И лишь когда Стэси принялся настойчиво уговаривать ее бежать с ним прямо сейчас, Фанни стала задумываться о всяких на первый взгляд мелких препятствиях… Конечно, сам по себе раут был сущим пустяком; так сказал Стэси, и так оно и было. Но он был вовсе не пустяком для двух старых дев, которые уже много лет пользовались в Бате безупречной репутацией. Ни одна из пригласительных карточек, разосланных Селиной, не была проигнорирована, потому что присутствовать в доме сестер Вендовер являлось честью, свидетельством причастности к высшему свету Бата. Эти мысли прошли в головке Фанни в тот момент, как Стэси предлагал ей бежать перед приемом и тем самым обречь ее теток на позор – ведь они принуждены будут отменить раут… А еще хуже, если они решат все-таки устраивать прием, будто никакого скандала и в помине нет (а ведь все будут знать о побеге, в Бате подобные сплетни распространяются как пожар по сухому полю), тогда в дом придет не так-то много людей, а пришедшие станут злословить по углам. Были и другие препятствия, но о них Фанни пока не думала. В конечном счете нельзя требовать от человека приносить в жертву свое счастье, даже ради доброго имени теток.
И все-таки имелось еще одно возражение, которое невозможно было просто так обойти. Не зная в подробностях тонкости процедуры бракосочетания, Фанни при всей своей невинности была потрясена предложением Стэси бежать к границе Шотландии… Ей стало ясно, что этого делать не стоит – нехорошо.
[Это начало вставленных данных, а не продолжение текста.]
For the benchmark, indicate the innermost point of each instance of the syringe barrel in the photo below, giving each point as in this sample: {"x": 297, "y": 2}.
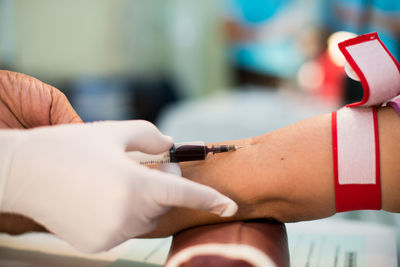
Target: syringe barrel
{"x": 188, "y": 152}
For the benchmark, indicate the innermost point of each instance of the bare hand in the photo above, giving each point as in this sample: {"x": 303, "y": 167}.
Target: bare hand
{"x": 26, "y": 102}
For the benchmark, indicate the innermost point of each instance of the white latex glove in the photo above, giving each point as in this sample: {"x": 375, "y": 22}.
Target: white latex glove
{"x": 77, "y": 182}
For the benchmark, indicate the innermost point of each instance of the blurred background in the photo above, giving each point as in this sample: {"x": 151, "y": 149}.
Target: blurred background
{"x": 207, "y": 70}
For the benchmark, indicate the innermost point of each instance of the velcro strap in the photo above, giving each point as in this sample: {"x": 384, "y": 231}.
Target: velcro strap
{"x": 378, "y": 70}
{"x": 355, "y": 143}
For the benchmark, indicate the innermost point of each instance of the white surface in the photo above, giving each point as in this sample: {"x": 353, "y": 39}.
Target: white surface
{"x": 322, "y": 242}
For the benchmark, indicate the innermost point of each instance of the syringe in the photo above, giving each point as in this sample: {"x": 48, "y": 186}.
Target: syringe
{"x": 189, "y": 151}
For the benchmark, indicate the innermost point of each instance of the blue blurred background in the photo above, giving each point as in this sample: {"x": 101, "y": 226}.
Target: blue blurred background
{"x": 130, "y": 59}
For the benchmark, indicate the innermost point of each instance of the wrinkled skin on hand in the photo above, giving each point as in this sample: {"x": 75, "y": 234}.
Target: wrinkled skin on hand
{"x": 26, "y": 102}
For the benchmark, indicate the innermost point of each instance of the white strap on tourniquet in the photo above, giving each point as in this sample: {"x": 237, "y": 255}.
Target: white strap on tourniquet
{"x": 355, "y": 137}
{"x": 377, "y": 69}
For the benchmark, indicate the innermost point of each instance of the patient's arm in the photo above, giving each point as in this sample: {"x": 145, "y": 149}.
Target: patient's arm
{"x": 286, "y": 174}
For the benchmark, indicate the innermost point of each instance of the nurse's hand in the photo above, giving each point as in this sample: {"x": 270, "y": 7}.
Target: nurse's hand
{"x": 77, "y": 181}
{"x": 26, "y": 102}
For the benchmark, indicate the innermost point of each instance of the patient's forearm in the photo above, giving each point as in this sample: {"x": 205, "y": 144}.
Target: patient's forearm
{"x": 286, "y": 174}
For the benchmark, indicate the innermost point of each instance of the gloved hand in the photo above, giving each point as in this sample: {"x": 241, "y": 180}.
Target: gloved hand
{"x": 77, "y": 181}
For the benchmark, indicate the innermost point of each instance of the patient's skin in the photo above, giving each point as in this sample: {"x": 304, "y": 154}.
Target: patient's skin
{"x": 286, "y": 175}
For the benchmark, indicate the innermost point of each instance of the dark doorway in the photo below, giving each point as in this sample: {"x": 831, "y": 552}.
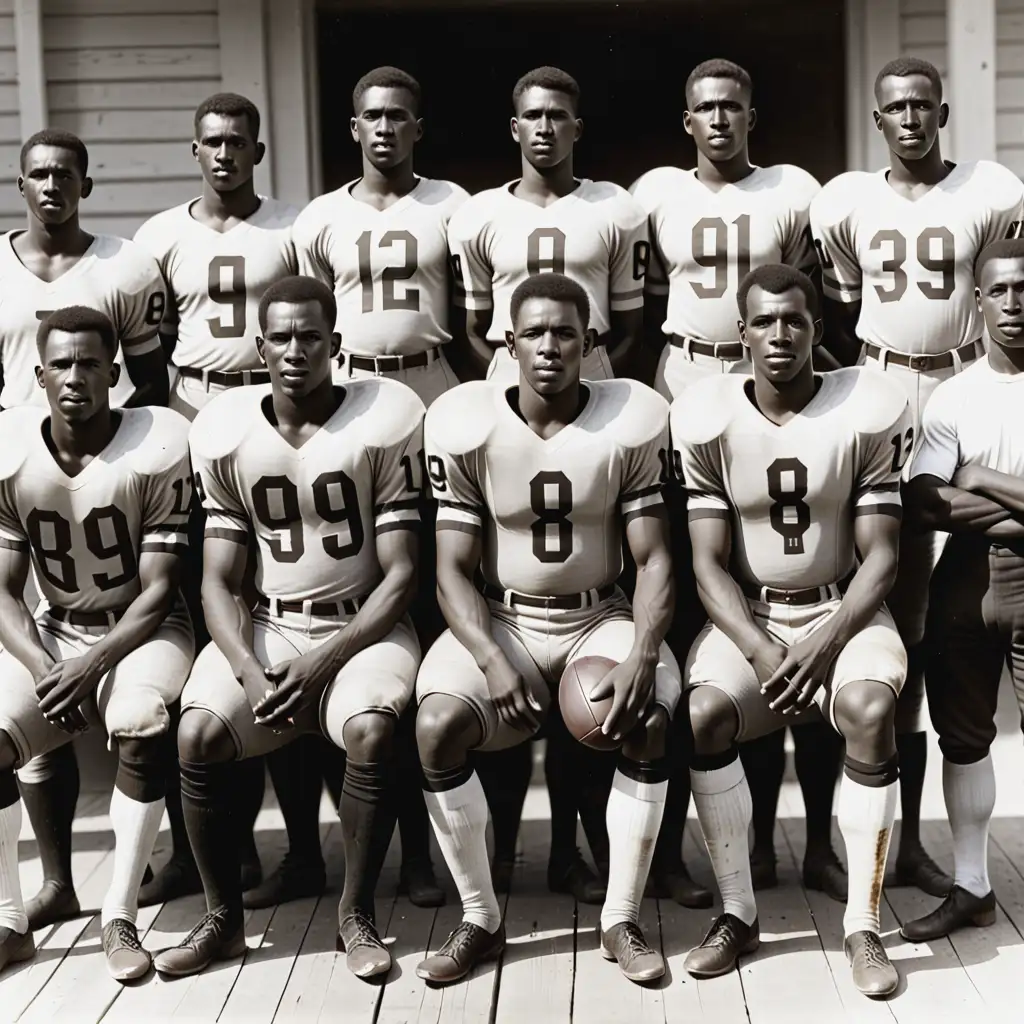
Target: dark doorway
{"x": 631, "y": 60}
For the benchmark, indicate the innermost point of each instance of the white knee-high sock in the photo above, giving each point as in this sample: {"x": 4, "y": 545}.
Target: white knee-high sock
{"x": 970, "y": 796}
{"x": 460, "y": 820}
{"x": 634, "y": 817}
{"x": 865, "y": 819}
{"x": 11, "y": 904}
{"x": 723, "y": 802}
{"x": 135, "y": 827}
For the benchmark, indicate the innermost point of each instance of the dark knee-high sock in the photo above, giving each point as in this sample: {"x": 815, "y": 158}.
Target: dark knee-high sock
{"x": 505, "y": 777}
{"x": 368, "y": 815}
{"x": 51, "y": 807}
{"x": 298, "y": 781}
{"x": 912, "y": 750}
{"x": 817, "y": 752}
{"x": 209, "y": 795}
{"x": 764, "y": 764}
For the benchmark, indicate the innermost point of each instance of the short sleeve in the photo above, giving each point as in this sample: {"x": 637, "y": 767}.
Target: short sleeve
{"x": 397, "y": 495}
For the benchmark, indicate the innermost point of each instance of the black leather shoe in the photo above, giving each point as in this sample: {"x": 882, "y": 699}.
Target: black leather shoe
{"x": 872, "y": 971}
{"x": 216, "y": 937}
{"x": 727, "y": 939}
{"x": 958, "y": 909}
{"x": 463, "y": 949}
{"x": 637, "y": 958}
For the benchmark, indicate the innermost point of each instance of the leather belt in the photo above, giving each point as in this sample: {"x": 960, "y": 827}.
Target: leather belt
{"x": 225, "y": 378}
{"x": 923, "y": 364}
{"x": 730, "y": 351}
{"x": 320, "y": 609}
{"x": 389, "y": 364}
{"x": 809, "y": 595}
{"x": 566, "y": 602}
{"x": 85, "y": 619}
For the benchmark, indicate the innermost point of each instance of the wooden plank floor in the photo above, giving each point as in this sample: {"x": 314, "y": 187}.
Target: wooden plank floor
{"x": 552, "y": 970}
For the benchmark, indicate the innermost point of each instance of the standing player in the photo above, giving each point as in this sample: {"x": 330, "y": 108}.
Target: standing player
{"x": 538, "y": 484}
{"x": 709, "y": 226}
{"x": 51, "y": 264}
{"x": 967, "y": 481}
{"x": 324, "y": 479}
{"x": 898, "y": 249}
{"x": 218, "y": 254}
{"x": 381, "y": 244}
{"x": 792, "y": 475}
{"x": 96, "y": 501}
{"x": 548, "y": 220}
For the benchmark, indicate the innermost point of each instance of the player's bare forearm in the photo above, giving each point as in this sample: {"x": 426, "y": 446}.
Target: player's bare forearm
{"x": 654, "y": 595}
{"x": 159, "y": 574}
{"x": 148, "y": 374}
{"x": 462, "y": 604}
{"x": 932, "y": 504}
{"x": 397, "y": 553}
{"x": 721, "y": 595}
{"x": 227, "y": 615}
{"x": 18, "y": 634}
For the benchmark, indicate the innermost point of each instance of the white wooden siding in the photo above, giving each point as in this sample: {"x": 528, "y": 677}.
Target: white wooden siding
{"x": 126, "y": 76}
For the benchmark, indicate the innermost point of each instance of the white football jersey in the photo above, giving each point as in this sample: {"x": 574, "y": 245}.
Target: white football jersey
{"x": 704, "y": 243}
{"x": 215, "y": 280}
{"x": 792, "y": 492}
{"x": 597, "y": 236}
{"x": 314, "y": 511}
{"x": 551, "y": 512}
{"x": 114, "y": 275}
{"x": 86, "y": 532}
{"x": 974, "y": 418}
{"x": 388, "y": 268}
{"x": 910, "y": 264}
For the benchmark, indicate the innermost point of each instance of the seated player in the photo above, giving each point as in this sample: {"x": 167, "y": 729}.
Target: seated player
{"x": 967, "y": 480}
{"x": 323, "y": 479}
{"x": 790, "y": 476}
{"x": 537, "y": 484}
{"x": 96, "y": 502}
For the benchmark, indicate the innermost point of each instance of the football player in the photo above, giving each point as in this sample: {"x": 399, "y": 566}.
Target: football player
{"x": 550, "y": 220}
{"x": 54, "y": 263}
{"x": 326, "y": 480}
{"x": 381, "y": 244}
{"x": 96, "y": 502}
{"x": 709, "y": 226}
{"x": 791, "y": 476}
{"x": 897, "y": 250}
{"x": 966, "y": 481}
{"x": 218, "y": 254}
{"x": 537, "y": 485}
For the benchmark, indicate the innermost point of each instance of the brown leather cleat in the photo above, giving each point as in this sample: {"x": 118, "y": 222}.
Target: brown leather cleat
{"x": 638, "y": 961}
{"x": 873, "y": 973}
{"x": 214, "y": 938}
{"x": 958, "y": 909}
{"x": 727, "y": 940}
{"x": 463, "y": 949}
{"x": 14, "y": 947}
{"x": 366, "y": 954}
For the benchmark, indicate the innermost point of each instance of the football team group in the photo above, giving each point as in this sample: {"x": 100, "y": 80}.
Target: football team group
{"x": 739, "y": 451}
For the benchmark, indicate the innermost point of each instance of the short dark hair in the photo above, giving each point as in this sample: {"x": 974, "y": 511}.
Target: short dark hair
{"x": 904, "y": 67}
{"x": 299, "y": 289}
{"x": 78, "y": 320}
{"x": 719, "y": 68}
{"x": 548, "y": 78}
{"x": 228, "y": 104}
{"x": 776, "y": 279}
{"x": 62, "y": 140}
{"x": 1004, "y": 249}
{"x": 551, "y": 286}
{"x": 388, "y": 78}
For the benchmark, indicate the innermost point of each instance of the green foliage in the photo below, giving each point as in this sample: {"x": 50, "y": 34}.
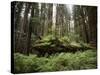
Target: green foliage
{"x": 55, "y": 62}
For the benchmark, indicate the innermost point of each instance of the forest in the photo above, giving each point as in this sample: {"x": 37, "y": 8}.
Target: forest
{"x": 53, "y": 37}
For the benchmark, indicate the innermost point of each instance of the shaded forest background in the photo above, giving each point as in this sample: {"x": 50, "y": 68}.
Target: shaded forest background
{"x": 45, "y": 29}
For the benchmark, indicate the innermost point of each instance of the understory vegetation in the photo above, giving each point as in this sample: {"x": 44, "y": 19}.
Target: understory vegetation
{"x": 53, "y": 37}
{"x": 55, "y": 62}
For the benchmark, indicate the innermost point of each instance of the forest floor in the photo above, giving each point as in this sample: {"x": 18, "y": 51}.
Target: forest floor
{"x": 55, "y": 62}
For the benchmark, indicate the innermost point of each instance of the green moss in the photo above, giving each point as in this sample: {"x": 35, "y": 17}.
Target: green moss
{"x": 55, "y": 62}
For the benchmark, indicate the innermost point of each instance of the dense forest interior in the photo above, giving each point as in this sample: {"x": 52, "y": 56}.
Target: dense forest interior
{"x": 53, "y": 37}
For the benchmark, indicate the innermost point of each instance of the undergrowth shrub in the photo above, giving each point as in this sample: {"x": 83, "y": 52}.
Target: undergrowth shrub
{"x": 55, "y": 62}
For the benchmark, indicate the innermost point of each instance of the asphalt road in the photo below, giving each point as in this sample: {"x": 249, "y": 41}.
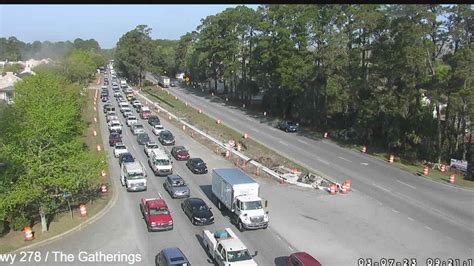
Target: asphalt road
{"x": 440, "y": 207}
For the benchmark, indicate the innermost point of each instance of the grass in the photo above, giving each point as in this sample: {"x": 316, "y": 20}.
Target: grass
{"x": 63, "y": 221}
{"x": 252, "y": 148}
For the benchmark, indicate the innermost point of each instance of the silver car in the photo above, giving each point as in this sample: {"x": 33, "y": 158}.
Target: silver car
{"x": 176, "y": 186}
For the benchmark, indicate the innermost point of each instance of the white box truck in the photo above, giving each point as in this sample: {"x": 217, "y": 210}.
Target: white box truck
{"x": 239, "y": 193}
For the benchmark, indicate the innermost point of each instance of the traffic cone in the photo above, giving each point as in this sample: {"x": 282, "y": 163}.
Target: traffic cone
{"x": 82, "y": 210}
{"x": 392, "y": 158}
{"x": 28, "y": 234}
{"x": 426, "y": 170}
{"x": 452, "y": 178}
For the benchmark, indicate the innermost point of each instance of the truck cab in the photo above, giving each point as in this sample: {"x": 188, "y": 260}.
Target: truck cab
{"x": 133, "y": 176}
{"x": 160, "y": 162}
{"x": 226, "y": 248}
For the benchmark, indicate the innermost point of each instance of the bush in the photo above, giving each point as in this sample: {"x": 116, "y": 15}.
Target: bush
{"x": 19, "y": 222}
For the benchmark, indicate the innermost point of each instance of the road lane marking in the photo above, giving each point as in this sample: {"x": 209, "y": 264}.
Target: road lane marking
{"x": 342, "y": 158}
{"x": 382, "y": 188}
{"x": 284, "y": 143}
{"x": 408, "y": 185}
{"x": 302, "y": 141}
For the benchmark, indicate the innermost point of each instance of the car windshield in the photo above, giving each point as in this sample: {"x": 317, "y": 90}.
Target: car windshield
{"x": 241, "y": 255}
{"x": 135, "y": 176}
{"x": 156, "y": 211}
{"x": 251, "y": 205}
{"x": 200, "y": 207}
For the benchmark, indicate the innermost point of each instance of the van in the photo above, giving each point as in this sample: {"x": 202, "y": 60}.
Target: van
{"x": 160, "y": 162}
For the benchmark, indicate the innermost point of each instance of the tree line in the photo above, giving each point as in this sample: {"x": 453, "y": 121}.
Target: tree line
{"x": 396, "y": 76}
{"x": 42, "y": 142}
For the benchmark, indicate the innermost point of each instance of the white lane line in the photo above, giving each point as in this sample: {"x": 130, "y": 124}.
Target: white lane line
{"x": 284, "y": 143}
{"x": 342, "y": 158}
{"x": 302, "y": 141}
{"x": 382, "y": 188}
{"x": 408, "y": 185}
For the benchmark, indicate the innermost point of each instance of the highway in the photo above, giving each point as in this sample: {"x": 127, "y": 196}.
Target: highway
{"x": 337, "y": 230}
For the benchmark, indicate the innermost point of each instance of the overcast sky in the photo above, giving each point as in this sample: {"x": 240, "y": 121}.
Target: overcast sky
{"x": 104, "y": 23}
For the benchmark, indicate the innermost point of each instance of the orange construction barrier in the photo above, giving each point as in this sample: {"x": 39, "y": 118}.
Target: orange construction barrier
{"x": 426, "y": 170}
{"x": 82, "y": 210}
{"x": 391, "y": 158}
{"x": 443, "y": 168}
{"x": 452, "y": 178}
{"x": 28, "y": 234}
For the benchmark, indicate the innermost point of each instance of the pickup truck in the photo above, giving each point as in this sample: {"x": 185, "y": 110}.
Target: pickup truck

Тут уж ее не поймут даже самые близкие друзья…
– О, Стэси, но это невозможно! – говорила Фанни. – Конечно, о таком пишут в романах, но в жизни… И потом, ведь нам потребуется два-три дня, чтобы добраться до границы. И потом… Разве мы не можем обвенчаться в Лондоне или в Бристоле, не так далеко от Бата?!
Тут Стэси пришлось поведать Фанни о целом ряде сложностей, связанных с бракосочетанием несовершеннолетних в Англии. Стэси удалось сделать свой трогательный рассказ о порочности английского брачного права крайне убедительным, так что стены аббатства Фанни покидала с тяжкой уверенностью, что другого пути у них нет и что этот путь так же отвратителен для бедненького Стэси, как и для нее. Но он будет всего лишь ее почетным эскортом – до того самого момента, как они свяжут себя узами брака перед алтарем.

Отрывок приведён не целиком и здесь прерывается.